Partitioning messages by root aggregate ID to maintain single consumer semantics

geekox86 · May 9, 2023, 7:08am

Greetings,

I am evaluating NServiceBus for a new system of a local company, and I am wondering if the following can be achieved when using the RabbitMQ transport with Cosmos DB persistence?

I want to partition all messages by the root aggregate ID so that each consumer (i.e. an endpoint instance) will be responsible for processing messages from a range of root aggregate IDs based on RabbitMQ consistent hashing exchanges. This will ensure ordered messages per root aggregate semantics, which will simplify the processing of such messages while maintaining consistency. Also, no competing consumers are needed, therefore no concurrency concerns. Other supporting measures are also necessary:

A- Batched publishing needs to also preserve message order in the face of partial publishing failures.

B- Recoverability policy should not change the received message order due to partial processing failures by requeuing to the end of the processing queues.

C- Partially failed messages of an aggregate ID should not be moved to the error queue before storing the aggregate ID both in the database and in memory to stop processing any further messages with the same aggregate ID. Instead, these messages need to be moved to a special suspend queue until the previous failed message is recovered and fully processed from the error queue. If the database is not available for some reason, then the failed message should not be moved to the error queue until the database is available again in order to store the suspended aggregate ID.

D- Sagas will be used to ensure that only a single thread is responsible for handling the messages of a particular root aggregate. This will further ensure single consumer semantics.

E- During scaling out, RabbitMQ will perform rebalancing of the partitioned routing, where new consumers (i.e. added endpoint instances) are started, no processing by these consumers should commence until we confirm that existing consumers have consumed all previous messages for rebalanced aggregate IDs. I can use a send/reply from the new consumers to all old consumers right after RabbitMQ completes the rebalancing, since the sent message will be processed after all previous messages in their processing queues.

F- There is an assumption that RabbitMQ consistent hashing provides pseudo-random even distribution of partitioned messages over the consumers.

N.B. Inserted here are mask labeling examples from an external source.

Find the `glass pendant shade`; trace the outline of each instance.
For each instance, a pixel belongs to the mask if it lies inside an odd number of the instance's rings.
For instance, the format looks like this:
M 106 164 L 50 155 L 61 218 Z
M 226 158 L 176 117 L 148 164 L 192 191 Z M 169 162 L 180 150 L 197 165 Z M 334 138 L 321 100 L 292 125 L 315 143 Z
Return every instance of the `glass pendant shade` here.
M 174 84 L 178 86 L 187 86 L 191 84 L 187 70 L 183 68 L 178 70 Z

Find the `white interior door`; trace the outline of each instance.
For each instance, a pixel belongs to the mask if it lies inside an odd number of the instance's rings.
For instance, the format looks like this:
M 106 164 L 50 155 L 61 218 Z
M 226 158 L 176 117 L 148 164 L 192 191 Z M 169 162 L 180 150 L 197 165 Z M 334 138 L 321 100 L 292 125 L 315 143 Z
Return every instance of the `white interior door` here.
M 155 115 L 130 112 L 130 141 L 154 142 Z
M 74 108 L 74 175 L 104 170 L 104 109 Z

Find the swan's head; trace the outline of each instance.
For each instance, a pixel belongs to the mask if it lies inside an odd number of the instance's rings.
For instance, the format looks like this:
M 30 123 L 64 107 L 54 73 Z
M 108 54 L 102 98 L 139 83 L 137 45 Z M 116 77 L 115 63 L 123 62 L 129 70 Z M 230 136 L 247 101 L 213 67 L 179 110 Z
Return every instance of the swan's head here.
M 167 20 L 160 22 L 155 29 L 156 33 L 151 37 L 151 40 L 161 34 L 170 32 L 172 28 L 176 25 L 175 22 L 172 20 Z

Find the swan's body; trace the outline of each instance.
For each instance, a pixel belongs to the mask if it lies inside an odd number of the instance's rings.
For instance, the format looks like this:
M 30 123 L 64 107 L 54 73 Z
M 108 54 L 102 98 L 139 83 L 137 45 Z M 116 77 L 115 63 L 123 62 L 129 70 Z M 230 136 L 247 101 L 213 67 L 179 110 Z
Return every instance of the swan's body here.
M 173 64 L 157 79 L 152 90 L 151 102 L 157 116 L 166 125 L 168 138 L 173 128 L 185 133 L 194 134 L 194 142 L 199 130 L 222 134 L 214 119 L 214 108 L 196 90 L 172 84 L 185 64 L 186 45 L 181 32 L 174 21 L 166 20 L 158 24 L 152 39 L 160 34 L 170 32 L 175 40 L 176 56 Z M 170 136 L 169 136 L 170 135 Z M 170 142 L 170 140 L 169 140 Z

In case of having a small percentage of aggregates with high write concurrency (i.e. generating much more messages), we can analyze the reasons and have them partitioned in their own consistent hashing space or sent to hot queues.

G- Consumers actually need to control the partitioning based on their needs if the basic by aggregate ID is not suitable for their processing patterns. Therefore, consumers need to specify the RabbitMQ route key and binding filters based on the message headers/contents.

Even synchronous request/response messages with write concerns coming from the end-user can be partitioned, but that is another topic.

Based on the above initial design points, is it possible to configure/customize NServiceBus routing/recoverability components to achieve them?

Many thanks in advance and sorry for the long message.

Dennis · May 17, 2023, 9:04am

Hi,

NServiceBus is an opinionated framework based on best practices we’ve gathered over decades of developing distributed systems using SOA, DDD, and other architectural styles.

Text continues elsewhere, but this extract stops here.